Astronomers at the University of Massachusetts Amherst and Arizona State University are developing the most sensitive millimeter-wavelength polarimetric camera on Earth, called TolTEC. The camera will use 7,000 detectors across three different bands in the electromagnetic spectrum. When it’s completed, it’ll be coupled with the 164-foot diameter Large Millimeter Telescope, the world’s largest single-dish steerable millimetre-wavelength telescope, which is located in Puebla, Mexico.

The combination will be better equipped to take in “environmental context” of processes including what goes in a comet nucleus, star formation deep inside interstellar dust clouds, and galaxy evolution. Current telescope technology — such as the Atacama Large Millimeter/submillimeter Array, which TolTEC will work alongside — have higher resolution for studying the same regions and processes in detail, Wilson says. But they aren’t able to take in broad swaths of the sky for context.

“This will allow astronomers to see the environment that the detailed astrophysics is taking place in — be it the large scale structure that galaxies evolve in, the galactic environment that starbursts form in, or the filamentary gas complexes that stars form in,” says Grant Wilson, University of Massachusetts Amherst professor of astronomy who’s leading the TolTEC team. “Our maps will reveal the state, the city, the neighborhood and the precise street address of the processes that we are studying.”

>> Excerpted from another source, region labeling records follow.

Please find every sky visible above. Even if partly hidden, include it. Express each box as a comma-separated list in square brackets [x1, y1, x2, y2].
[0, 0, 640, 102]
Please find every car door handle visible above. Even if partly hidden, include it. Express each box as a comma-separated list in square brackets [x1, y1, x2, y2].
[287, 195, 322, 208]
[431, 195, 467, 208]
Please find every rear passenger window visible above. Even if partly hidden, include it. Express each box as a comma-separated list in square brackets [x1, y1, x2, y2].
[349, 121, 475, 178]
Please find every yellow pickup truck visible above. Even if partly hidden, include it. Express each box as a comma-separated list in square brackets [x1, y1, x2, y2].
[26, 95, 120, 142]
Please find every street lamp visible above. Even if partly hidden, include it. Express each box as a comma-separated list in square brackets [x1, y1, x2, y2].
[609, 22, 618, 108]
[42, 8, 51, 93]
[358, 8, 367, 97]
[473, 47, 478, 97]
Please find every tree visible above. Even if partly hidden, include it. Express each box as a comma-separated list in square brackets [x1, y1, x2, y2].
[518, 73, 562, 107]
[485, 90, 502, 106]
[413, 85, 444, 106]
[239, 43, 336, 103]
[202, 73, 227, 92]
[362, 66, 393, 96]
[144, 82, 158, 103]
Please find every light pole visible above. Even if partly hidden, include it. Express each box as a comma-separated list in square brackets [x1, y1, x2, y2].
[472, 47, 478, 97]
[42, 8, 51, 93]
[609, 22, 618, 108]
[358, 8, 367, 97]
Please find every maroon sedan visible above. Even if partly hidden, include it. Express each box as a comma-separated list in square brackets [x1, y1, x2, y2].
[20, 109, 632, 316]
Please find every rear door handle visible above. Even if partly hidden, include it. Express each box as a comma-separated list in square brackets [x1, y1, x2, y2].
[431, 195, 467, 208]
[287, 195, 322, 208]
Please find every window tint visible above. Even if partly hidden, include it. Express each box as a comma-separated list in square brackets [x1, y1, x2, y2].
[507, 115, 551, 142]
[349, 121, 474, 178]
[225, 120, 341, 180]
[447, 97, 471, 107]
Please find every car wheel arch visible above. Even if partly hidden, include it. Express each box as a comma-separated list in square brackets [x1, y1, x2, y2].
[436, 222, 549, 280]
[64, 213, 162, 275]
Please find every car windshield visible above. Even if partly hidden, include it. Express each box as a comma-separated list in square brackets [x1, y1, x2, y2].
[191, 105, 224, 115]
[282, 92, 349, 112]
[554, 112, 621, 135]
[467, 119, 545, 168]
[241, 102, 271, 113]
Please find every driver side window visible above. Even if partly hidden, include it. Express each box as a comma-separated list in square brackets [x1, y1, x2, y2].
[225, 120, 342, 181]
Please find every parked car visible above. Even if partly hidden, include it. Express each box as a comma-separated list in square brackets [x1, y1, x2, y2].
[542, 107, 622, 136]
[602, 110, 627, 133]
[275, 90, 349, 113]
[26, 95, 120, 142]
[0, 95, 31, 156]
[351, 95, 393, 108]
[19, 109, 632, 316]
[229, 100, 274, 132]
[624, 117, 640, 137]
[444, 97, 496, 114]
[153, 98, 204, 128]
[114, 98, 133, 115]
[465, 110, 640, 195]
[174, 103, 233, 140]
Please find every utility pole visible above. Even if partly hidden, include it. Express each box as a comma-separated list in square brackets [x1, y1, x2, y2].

It’ll be 100 times faster at mapping the sky than the LMT is alone, taking a little over a week to whip through observations that would take five years today. When it’s done in 2018, it’ll start a two-year program of three large sky surveys covering hundreds of square degrees, according to the ASU release. What they find will be publicly available, so get ready to fire up the #PrettySpacePics hashtag in a few years.